Processing Large Documents

Context caching is particularly valuable when working with large documents. Instead of resending the full document with every question, you cache it once and issue lightweight follow-up queries:

<?php

use Cognesy\Messages\Messages;
use Cognesy\Polyglot\Inference\Inference;

$document = file_get_contents('large_document.txt');

$inference = Inference::using('anthropic')->withCachedContext(
    messages: Messages::fromArray([
        ['role' => 'system', 'content' => 'You will help analyze and summarize documents.'],
        ['role' => 'user', 'content' => "Here is the document to analyze:\n\n" . $document],
    ]),
);

$questions = [
    'Summarize the key points in 3 bullets.',
    'What are the main arguments presented?',
    'Are there any contradictions in the text?',
    'What conclusions can be drawn?',
];

foreach ($questions as $question) {
    $response = $inference->withMessages(Messages::fromString($question))->response();

    echo "Q: {$question}\n";
    echo "A: " . $response->content() . "\n";
    echo "Cache read tokens: " . $response->usage()->cacheReadTokens . "\n\n";
}

After the first request populates the provider's cache, subsequent questions benefit from reduced input token processing, which lowers both cost and latency.

Inspecting Cache Usage

If a provider reports cache usage, you can inspect it through response()->usage().

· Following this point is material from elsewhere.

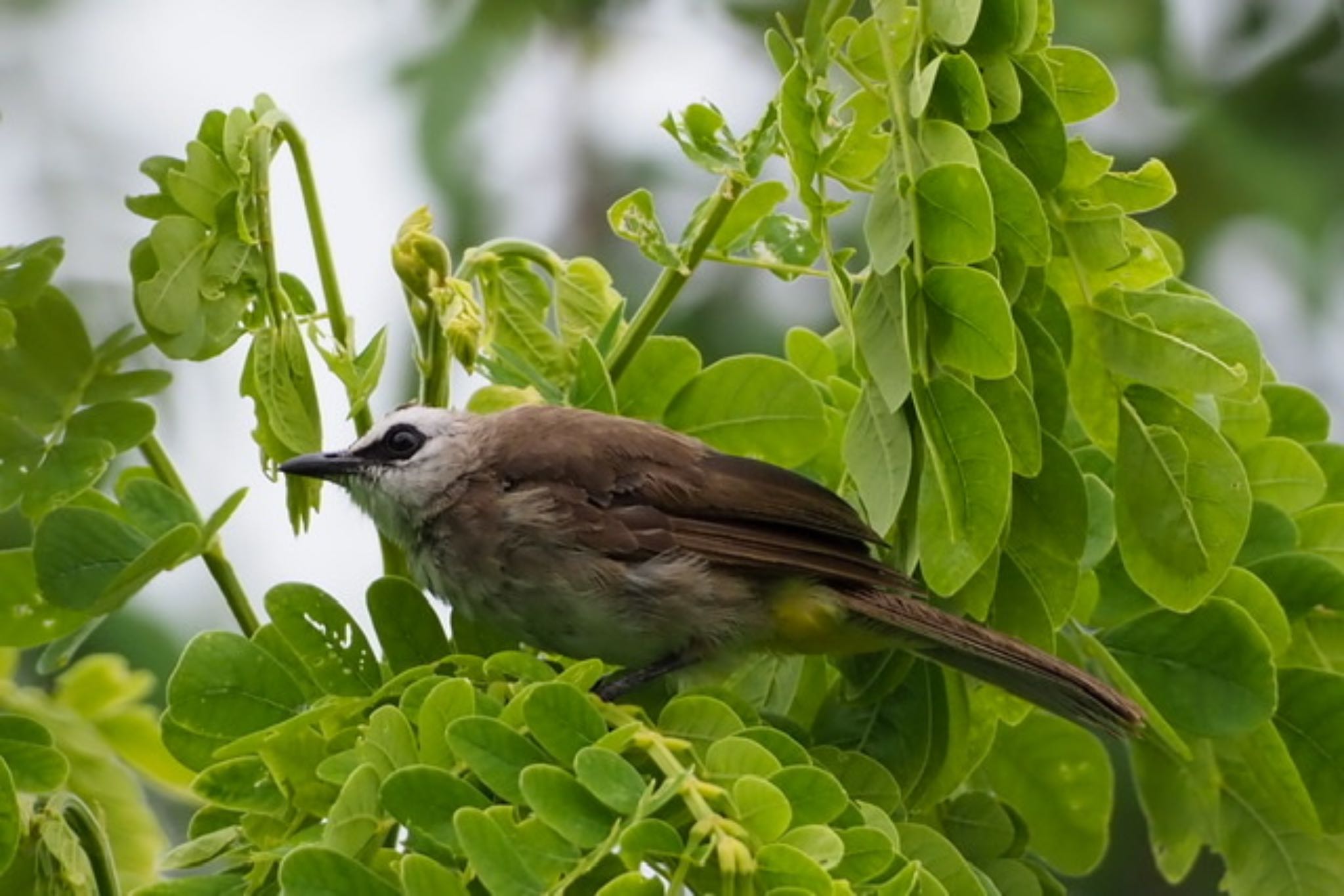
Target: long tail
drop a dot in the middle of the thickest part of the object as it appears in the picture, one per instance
(1004, 661)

The InferenceUsage object exposes the following cache-related fields when available:

Field Description
cacheReadTokens Tokens served from the cache (cache hit)
cacheWriteTokens Tokens written to the cache (cache miss / first request)
<?php

$response = $inference->withMessages(Messages::fromString('Summarize the document.'))->response();

$usage = $response->usage();

echo "Input tokens:       " . $usage->inputTokens . "\n";
echo "Output tokens:      " . $usage->outputTokens . "\n";
echo "Cache read tokens:  " . $usage->cacheReadTokens . "\n";
echo "Cache write tokens: " . $usage->cacheWriteTokens . "\n";

Provider Support

Different providers handle context caching differently:

Provider Caching Behavior Cache Metrics
Anthropic Explicit cache markers with native support Full reporting (cacheReadTokens, cacheWriteTokens)
OpenAI Automatic server-side prompt caching Limited reporting; no opt-in required
Other providers No native caching Polyglot manages conversation state correctly; no cache metrics

Polyglot sends the appropriate cache control markers to providers that support them. For providers without native caching support, withCachedContext() still works correctly -- the context is prepended to each request -- but you will not see cache-related usage metrics in the response.

Tip: To maximize cache hit rates with Anthropic, keep your cached context stable across requests. Even small changes to the cached portion will invalidate the cache and trigger a new cache write.